After years of tough austerity measures, Greece yesterday emerged from its third and last bailout, although officials warned that the country still has a “long way to go.”
The EU, the European Central Bank and the IMF loaned debt-wracked Greece a total of 289 billion euros (US$330 billion at the current exchange rate) over three successive programs in 2010, 2012 and 2015.
The economic reforms that the creditors demanded in return brought the country to its knees, with a quarter of its GDP evaporating over eight years and unemployment soaring to more than 27 percent.
Photo: AFP
However, Greece has now returned to growth, its once vast public deficit has been turned into a solid budget surplus and the jobless rate has fallen below 20 percent, officials said.

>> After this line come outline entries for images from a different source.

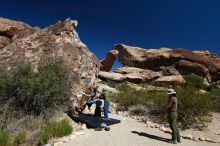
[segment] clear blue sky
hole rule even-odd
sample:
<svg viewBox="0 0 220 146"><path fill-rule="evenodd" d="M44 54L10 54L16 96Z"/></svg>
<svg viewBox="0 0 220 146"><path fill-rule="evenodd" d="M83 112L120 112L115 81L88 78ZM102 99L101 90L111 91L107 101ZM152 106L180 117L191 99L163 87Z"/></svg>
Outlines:
<svg viewBox="0 0 220 146"><path fill-rule="evenodd" d="M0 16L41 28L76 19L81 40L99 59L117 43L220 55L220 0L3 0Z"/></svg>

“For the first time since early 2010, Greece can stand on its own feet. This was possible thanks to the extraordinary effort of the Greek people, the good cooperation with the current Greek government and the support of European partners through loans and debt relief,” European Stability Mechanism board chairman Mario Centeno said in a statement.
“It took much longer than expected but I believe we are there,” Centeno added.

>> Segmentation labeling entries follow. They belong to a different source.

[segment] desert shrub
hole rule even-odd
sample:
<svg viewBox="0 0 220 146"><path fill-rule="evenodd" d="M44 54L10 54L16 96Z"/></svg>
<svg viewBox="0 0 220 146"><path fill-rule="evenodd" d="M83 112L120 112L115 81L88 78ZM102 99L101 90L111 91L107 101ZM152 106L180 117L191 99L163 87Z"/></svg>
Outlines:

However, Greek households continue to feel the effects of unpopular and stinging austerity.
“The reality on the ground remains difficult. The time for austerity is over, but the end of the program is not the end of the road for reform,” European Commissioner for Economic and Financial Affairs Pierre Moscovici said over the weekend.
Moscovici’s opinion is shared by Central Bank of Greece Governor Yannis Stournaras.

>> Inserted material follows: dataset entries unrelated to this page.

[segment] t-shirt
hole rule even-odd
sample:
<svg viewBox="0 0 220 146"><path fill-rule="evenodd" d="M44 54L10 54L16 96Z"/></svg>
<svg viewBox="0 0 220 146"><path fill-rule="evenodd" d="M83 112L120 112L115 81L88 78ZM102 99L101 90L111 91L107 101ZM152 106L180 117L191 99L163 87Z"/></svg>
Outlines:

“Greece still has a long way to go,” Stournaras said in an interview with the Kathimerini newspaper on Sunday.
If Greece backtracks “on what we have agreed, now or in the future, the markets will abandon us and we will not be able to refinance maturing loans on sustainable-debt terms,” Stournaras said.
He also expressed concern that “if there is strong international turbulence, either in neighboring Italy or Turkey or in the global economy, we will face difficulties in tapping markets.”
The Greek government estimates that its financing needs are now covered until the end of 2022, opening up room for it to plan its return to the capital markets.
Greek Prime Minister Alexis Tsipras, who is to hail the end of the bailouts with a televised address today, in June after the agreement by the eurozone ministers to put an end to the rescue program said that Greece could start focusing on a “social state.”
“Now we have the opportunity to proceed with targeted reliefs, to proceed with tax reduction in 2019 and to support the social state and welfare,” he said.
The country might have achieved budget surpluses — excluding debt repayments — of about 4 percent in 2016 and last year, but its hands remain tied on social welfare spending.
Greece has already legislated for new reforms for next year and 2020, and is to remain under supervision for several years.
The improving economic indicators are not yet translating into tangible improvements in Greeks’ day-to-day lives.
“The bailout is over, but the shackles and the asphyxiation are still on,” the opposition-friendly To Vima newspaper wrote on Sunday.
Athens University of Economics and Business economics professor Nikos Vettas said that he believes it is “imperative” to generate “very strong growth” over the coming years.
Otherwise, “households that are in a very weak position due to 10 years of cumulative recession will continue to suffer,” Vettas said.
However, Greece has gained some credibility among the international community.
“The commitments assumed by Greece for the future are clear. I have no doubt that they will be respected,” French Minister of the Economy and Finance Bruno Le Maire told To Vima on Sunday, adding that the country’s bailout exit is a “great success.”